Thanga downplayed the orbital debris risk, arguing that, once deployed into low Earth orbit, they would remain there for only one to two years before reentering naturally, and this don’t pose a long-term debris risk. (He added that including a “little biscuit of tungsten” to the spacecraft could extend its life by about six months or so; the additional mass would reduce the effects of atmospheric drag.)

“We’re not going to be crowding up space,” he said. “They’re not going to be a space hazard per se, because they’ll naturally degrade out of their orbits.”

He acknowledged, though, that SunCubes will pose a tracking challenge while they are in orbit. “Tracking is a question,” he said when asked about it.

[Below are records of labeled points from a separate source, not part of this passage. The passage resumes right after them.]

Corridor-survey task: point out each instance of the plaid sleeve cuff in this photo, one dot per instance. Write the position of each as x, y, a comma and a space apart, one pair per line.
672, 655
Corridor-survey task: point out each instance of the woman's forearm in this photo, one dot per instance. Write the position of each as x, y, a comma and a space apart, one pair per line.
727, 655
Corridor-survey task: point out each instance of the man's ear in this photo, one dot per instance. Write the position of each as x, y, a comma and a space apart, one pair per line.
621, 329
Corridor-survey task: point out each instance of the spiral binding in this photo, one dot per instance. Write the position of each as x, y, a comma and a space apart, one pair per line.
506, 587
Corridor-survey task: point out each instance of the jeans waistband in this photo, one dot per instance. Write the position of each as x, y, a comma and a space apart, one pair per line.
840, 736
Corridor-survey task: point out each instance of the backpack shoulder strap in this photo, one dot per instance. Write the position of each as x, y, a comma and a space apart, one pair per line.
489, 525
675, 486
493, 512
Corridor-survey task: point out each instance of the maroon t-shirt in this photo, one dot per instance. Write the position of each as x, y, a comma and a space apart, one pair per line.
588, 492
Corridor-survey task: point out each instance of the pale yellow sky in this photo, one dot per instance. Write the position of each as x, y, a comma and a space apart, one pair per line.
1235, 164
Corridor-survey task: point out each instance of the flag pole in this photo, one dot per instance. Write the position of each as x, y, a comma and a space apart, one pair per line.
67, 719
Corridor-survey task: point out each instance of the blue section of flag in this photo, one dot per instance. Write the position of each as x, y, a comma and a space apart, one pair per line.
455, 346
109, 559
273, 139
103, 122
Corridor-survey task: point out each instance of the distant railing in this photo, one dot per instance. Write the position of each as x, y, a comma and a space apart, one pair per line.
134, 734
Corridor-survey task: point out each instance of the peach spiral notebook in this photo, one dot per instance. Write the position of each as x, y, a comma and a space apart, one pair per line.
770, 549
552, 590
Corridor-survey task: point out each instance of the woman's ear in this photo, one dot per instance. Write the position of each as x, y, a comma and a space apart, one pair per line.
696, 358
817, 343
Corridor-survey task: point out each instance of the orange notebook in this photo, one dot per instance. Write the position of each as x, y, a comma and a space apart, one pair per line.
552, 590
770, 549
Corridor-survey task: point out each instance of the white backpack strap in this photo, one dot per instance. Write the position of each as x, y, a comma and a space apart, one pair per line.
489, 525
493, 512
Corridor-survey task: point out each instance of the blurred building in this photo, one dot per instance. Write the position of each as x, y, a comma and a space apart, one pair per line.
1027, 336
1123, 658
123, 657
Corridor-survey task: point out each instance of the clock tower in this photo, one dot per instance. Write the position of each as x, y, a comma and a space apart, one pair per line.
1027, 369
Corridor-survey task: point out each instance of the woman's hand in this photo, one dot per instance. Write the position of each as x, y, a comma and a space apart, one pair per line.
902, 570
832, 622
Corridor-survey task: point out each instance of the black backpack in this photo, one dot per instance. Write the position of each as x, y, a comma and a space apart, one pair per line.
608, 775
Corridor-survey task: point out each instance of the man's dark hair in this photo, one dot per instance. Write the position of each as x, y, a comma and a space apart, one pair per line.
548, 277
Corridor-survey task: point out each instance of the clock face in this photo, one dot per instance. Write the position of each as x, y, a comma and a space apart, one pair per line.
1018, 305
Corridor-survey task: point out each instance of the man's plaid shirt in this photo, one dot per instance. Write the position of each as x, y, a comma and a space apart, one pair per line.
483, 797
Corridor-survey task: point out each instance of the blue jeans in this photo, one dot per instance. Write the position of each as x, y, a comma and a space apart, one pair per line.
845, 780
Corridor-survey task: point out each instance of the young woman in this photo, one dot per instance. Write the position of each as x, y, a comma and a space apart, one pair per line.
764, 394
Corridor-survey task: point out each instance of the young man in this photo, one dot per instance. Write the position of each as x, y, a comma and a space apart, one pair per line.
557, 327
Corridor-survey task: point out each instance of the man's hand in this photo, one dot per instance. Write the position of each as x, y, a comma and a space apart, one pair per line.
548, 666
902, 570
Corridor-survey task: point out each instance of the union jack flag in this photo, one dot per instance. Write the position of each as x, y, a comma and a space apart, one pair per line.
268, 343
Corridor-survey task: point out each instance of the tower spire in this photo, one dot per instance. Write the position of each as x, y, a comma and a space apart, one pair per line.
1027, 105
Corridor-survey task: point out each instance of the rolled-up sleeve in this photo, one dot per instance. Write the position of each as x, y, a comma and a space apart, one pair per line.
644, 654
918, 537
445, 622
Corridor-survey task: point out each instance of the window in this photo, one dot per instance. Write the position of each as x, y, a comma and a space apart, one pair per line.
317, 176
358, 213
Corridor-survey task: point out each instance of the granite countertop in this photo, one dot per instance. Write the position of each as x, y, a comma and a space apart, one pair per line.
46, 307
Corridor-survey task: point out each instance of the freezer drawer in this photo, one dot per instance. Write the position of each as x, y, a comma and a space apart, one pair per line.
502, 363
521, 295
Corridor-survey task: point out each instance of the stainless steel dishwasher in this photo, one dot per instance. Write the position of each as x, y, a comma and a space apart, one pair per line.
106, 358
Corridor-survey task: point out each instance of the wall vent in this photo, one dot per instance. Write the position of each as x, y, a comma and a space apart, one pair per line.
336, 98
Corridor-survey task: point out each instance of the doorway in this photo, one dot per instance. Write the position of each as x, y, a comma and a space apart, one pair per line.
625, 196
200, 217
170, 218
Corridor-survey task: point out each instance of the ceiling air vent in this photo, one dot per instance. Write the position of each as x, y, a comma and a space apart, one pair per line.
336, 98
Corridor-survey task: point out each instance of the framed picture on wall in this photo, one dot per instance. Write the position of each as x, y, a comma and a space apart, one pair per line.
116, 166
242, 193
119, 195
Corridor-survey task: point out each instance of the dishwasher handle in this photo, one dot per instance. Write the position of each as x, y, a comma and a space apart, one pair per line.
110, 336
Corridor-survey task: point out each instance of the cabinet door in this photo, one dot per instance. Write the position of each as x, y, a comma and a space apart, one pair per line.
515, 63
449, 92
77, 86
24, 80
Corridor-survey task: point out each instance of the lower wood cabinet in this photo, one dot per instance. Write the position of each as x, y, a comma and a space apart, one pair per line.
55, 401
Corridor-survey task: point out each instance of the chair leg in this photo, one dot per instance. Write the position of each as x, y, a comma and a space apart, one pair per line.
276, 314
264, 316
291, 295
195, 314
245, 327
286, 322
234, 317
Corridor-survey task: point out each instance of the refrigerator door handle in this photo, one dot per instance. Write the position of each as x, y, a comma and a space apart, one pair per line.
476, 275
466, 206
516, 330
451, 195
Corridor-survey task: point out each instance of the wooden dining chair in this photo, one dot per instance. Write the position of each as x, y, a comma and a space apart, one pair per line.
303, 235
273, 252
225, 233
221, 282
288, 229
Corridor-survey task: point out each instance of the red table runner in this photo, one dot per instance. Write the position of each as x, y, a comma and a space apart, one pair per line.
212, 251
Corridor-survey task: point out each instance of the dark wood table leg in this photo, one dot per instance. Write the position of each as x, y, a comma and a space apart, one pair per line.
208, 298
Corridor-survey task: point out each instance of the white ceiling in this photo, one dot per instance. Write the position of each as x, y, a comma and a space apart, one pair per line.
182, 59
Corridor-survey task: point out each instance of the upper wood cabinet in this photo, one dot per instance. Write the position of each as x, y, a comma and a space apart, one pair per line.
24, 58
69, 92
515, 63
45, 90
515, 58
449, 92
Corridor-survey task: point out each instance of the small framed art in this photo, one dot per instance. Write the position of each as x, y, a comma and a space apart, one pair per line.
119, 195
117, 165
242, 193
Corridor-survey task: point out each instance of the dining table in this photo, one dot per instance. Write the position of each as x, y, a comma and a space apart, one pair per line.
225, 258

One solution, similar to those proposed for CubeSats, would be to place some kind of beacon or other tool on the spacecraft itself to make it easier for tracking radars on the ground to find. “We haven’t looked into that yet, but we’re very eager to start that discussion.”

“We wanted to meet a certain threshold of trying to get to the ISS for under or about $1,000.”

There’s also the potential for competing standards. Thanga used last month’s event to release the initial draft of a design standards document, which discusses general design and testing requirements for SunCubes, and seek comments on it.

But the SunCube is not the only proposal for femtosat-class spacecraft. The PocketQube, introduced several years ago, is a cube five centimeters on a side, weighing about 180 grams. Several PocketQubes have flown already, deployed from another small satellite launched on a multimanifested Dnepr mission in 2013.

So why another femtosat standard? “What was driving that was costs,” he said about his choice of the three-centimeter form factor for SunCubes. “We wanted to meet a certain threshold of trying to get to the ISS for under or about $1,000.”

It’s not clear the SunCube standard, even more constraining than the PocketQube one, will take off: adoption of the PocketQube one has been slow so far. But as spacecraft technology advances, there are more opportunities for schools, organizations, and companies to experiment with what’s possible with inexpensive, very small spacecraft—much as they did with CubeSats a decade ago.